I have a pipeline program that runs three inference processes in one go. However, the third process will hit error below.
RuntimeError: Error in virtual void*
faiss::gpu::StandardGpuResourcesImpl::allocMemory(const
faiss::gpu::AllocRequest&) at /__w/faiss-wheels/faiss-
wheels/faiss/faiss/gpu/StandardGpuResources.cpp:452: Error: 'err ==
cudaSuccess' failed: StandardGpuResources: alloc fail type
TemporaryMemoryBuffer dev 0 space Device stream 0x1e9eb170 size
1073741824 bytes (cudaMalloc error out of memory [2])
I am using a RTX 3070 with 8GB of VRAM. For more detail, the first two processes are inference with pretrained model and third process is a similarity search using FAISS. I hit error when I tried to move my search index from CPU to GPU in third process. I need to run the search on GPU as my index size is in the scale of million.
Understand that Tensorflow will allocate the entire GPU memory during a process call. I tried the approach of using set_memory_growth
at the beginning of program but it still does not work.

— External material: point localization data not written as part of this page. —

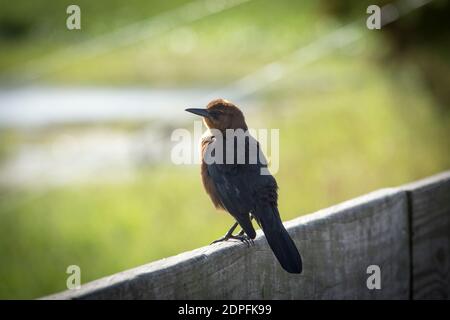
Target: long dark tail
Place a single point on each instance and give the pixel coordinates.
(279, 240)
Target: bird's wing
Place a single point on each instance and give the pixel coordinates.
(237, 183)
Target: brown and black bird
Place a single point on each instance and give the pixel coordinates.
(241, 189)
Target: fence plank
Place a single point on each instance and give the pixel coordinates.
(337, 245)
(430, 206)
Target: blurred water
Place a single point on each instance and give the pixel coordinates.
(50, 152)
(37, 106)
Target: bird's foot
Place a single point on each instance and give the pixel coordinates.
(244, 238)
(224, 238)
(241, 237)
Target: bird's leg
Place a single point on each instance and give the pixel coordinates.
(228, 235)
(243, 237)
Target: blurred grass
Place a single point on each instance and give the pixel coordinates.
(347, 126)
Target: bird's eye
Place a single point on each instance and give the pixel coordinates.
(215, 114)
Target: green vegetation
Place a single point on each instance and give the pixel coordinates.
(347, 126)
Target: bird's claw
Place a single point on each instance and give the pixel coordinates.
(241, 237)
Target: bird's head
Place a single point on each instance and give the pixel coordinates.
(221, 114)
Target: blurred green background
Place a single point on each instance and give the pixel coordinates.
(94, 186)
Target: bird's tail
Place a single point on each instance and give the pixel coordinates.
(279, 240)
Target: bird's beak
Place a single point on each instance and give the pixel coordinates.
(199, 112)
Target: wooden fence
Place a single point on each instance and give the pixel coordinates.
(405, 231)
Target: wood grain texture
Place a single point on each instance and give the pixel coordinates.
(337, 245)
(430, 230)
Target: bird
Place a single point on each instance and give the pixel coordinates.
(239, 187)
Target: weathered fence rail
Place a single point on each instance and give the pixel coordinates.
(405, 231)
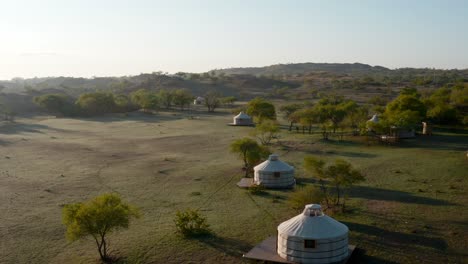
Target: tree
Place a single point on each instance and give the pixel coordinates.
(288, 111)
(261, 109)
(406, 111)
(97, 218)
(145, 99)
(249, 151)
(54, 103)
(266, 131)
(191, 223)
(228, 101)
(212, 100)
(339, 176)
(165, 98)
(96, 103)
(182, 98)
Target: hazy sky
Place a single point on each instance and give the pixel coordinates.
(103, 38)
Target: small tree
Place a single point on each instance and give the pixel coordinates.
(97, 218)
(266, 131)
(191, 223)
(212, 100)
(289, 111)
(249, 151)
(305, 195)
(54, 103)
(182, 98)
(145, 99)
(261, 109)
(333, 179)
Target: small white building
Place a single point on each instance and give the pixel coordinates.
(199, 100)
(274, 173)
(312, 237)
(242, 119)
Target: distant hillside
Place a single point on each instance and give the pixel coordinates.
(304, 68)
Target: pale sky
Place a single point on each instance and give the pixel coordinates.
(116, 37)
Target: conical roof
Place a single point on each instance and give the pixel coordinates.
(273, 164)
(312, 224)
(242, 115)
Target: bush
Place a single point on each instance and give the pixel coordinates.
(305, 195)
(191, 223)
(256, 189)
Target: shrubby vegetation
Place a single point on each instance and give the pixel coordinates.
(190, 223)
(334, 179)
(250, 152)
(97, 218)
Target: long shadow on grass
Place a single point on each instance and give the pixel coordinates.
(18, 128)
(392, 195)
(167, 115)
(457, 142)
(397, 239)
(229, 246)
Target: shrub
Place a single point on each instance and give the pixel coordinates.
(305, 195)
(256, 189)
(191, 223)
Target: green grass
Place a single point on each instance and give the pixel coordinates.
(411, 208)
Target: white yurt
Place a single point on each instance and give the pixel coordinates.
(313, 237)
(274, 173)
(242, 119)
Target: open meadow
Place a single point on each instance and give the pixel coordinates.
(412, 208)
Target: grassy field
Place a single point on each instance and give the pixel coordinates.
(412, 208)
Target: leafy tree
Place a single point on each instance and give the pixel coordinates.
(261, 109)
(249, 151)
(289, 111)
(212, 100)
(333, 179)
(228, 101)
(96, 103)
(145, 99)
(439, 107)
(305, 195)
(182, 98)
(306, 117)
(405, 111)
(97, 218)
(54, 103)
(266, 131)
(191, 223)
(165, 97)
(122, 102)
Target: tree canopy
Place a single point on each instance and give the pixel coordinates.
(261, 109)
(97, 218)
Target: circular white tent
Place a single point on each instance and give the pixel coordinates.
(242, 119)
(312, 237)
(274, 173)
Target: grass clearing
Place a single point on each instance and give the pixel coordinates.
(413, 206)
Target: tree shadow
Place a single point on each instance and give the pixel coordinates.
(398, 245)
(457, 142)
(395, 239)
(230, 246)
(392, 195)
(19, 128)
(359, 256)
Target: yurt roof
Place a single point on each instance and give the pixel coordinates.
(374, 118)
(242, 115)
(312, 224)
(273, 164)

gpus = tf.config.experimental.list_physical_devices('GPU')
if gpus:
try:
for gpu in gpus:
tf.config.experimental.set_memory_growth(gpu, True)
except RuntimeError as e:
print(e)
There are answers that suggested using per_process_gpu_memory_fraction but this is no longer available in TF 2.5.
I tracked the memory usage using tf.config.experimental.get_memory_info('GPU:0')
and below is the log.
Beginning of the program - {'current': 0, 'peak': 0}
After first inference - {'current': 281843712, 'peak': 2803776768}
After second inference - {'current': 281844480, 'peak': 2803776768}
As the first two inference processes are not using the full memory, is there anyway I can free up the allocated memory for my third process? Or prevent TF 2.5 from allocating the entire memory.